[From Bill Powers (2007.08.06.0630 MDT)]
Rick Marken (2007.08.05.2215) –
Great. Now let’s see what can be said about predictions for groups versus
predictions for individuals at 0.9 correlation between predictor and
predicted variables. We will probably find that Richard Kennaway has
already said what we’re finding, but let’s go ahead and find it
anyway.
At 0.9 correlation, it turns out that the sign of the change can be
predicted correctly 75% of the time when we divide the data into 122/9 or
13 groups, and 80% of the time when we use 5 groups (such as totally
unlike, somewhat unlike, don’t know, somewhat like, and exactly like). If
we use just two groups, the number of correct predictions goes up to
somewhere between 97% and 100%. This reflects what Phil Runkel said about
“fine slicing” – the uncertainties go up as the number of
slices increases. Kennaway said that at 0.9 correlation, the probability
of correct prediction of sign was about 86%, but I don’t know how that
relates to the numbers here. It looks similar.
A better estimate might come from aggregating the data into groups,
taking averages, and then looking at the predictions.

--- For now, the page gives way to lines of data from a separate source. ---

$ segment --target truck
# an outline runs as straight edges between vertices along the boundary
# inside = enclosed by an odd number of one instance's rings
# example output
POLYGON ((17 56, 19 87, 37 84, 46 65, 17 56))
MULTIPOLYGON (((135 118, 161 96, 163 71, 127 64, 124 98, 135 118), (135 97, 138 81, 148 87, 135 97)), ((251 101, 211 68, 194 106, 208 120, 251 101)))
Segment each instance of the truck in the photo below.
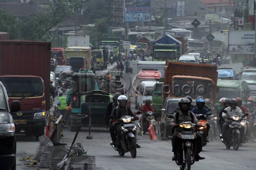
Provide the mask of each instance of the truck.
POLYGON ((96 61, 97 68, 100 68, 102 70, 107 68, 109 61, 109 50, 107 47, 92 48, 92 57, 96 61))
POLYGON ((188 39, 187 40, 187 52, 192 52, 195 50, 206 50, 205 43, 199 40, 188 39))
POLYGON ((153 61, 178 61, 182 54, 181 42, 169 35, 153 43, 153 61))
POLYGON ((78 72, 80 69, 90 69, 91 47, 70 47, 66 49, 66 65, 72 67, 72 70, 78 72))
POLYGON ((44 135, 45 116, 50 113, 50 42, 0 41, 0 81, 10 108, 14 100, 21 106, 20 112, 12 114, 15 133, 37 140, 44 135))
POLYGON ((90 36, 86 34, 65 34, 67 36, 68 47, 90 47, 90 36))
POLYGON ((240 98, 243 101, 247 101, 250 94, 248 83, 245 81, 218 79, 216 102, 223 97, 230 99, 240 98))
POLYGON ((115 61, 117 61, 119 56, 120 50, 121 49, 120 38, 102 37, 100 45, 110 46, 114 47, 114 55, 115 61))

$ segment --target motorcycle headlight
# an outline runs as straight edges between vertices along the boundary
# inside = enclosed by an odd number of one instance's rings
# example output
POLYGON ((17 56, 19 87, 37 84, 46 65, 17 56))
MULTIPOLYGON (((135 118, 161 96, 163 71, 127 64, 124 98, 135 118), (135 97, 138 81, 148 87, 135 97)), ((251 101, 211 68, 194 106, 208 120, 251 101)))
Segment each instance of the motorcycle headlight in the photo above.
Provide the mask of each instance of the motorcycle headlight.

The log difference in income for two levels of resolution interpolates to
0.885. This says that if one country has an income 7.7 times that of
another country. the regression line predicting infant mortality is
almost certain to predict lower mortality for the first country (between
97% and 100% accuracy).
The sign can be estimated correctly 80% of the time when the predictor is
divided into 5 levels. The chances of guessing correctly three times in a
row are 51%, and five times in a row, 35%. Or to use a context I brought
up a long time ago, if we have five facts of this same quality, and a
deduction depends on all five of them, the chances of the deduction being
factually correct are about 1 in 3. Since scientific deductions usually
depend on a lot more than five facts being true at once, our 0.9
correlation would not very useful for reaching complex logical
conclusions.
All these are very rough calculations and could be done better.
Would it be possible to generate artificial data sets with known
correlations and do this procedure for various levels of correlation? Can
you try this with Martin’s data sets to see what happens? I suppose
you’re getting bored with all this nitpicking of details, but I think
it’s interesting. This is sort of like checking your long division by
multiplying the divisor by the quotient to see how close you come to the
original dividend. We’re taking the regression line we get from a
statistical analysis and seeing how well it does in predicting individual
items from the original data set. We can actually count the number of
wrong predictions for each way of interpreting the results. This probably
gives us an approximate upper limit on the accuracy we can expect when we
use the same regression line and method of prediction to predict items
from new data sets.
I know that this is a long way from real grown-up statistical analysis,
but it seems to tell me something I want to know.
Best.
Bill P.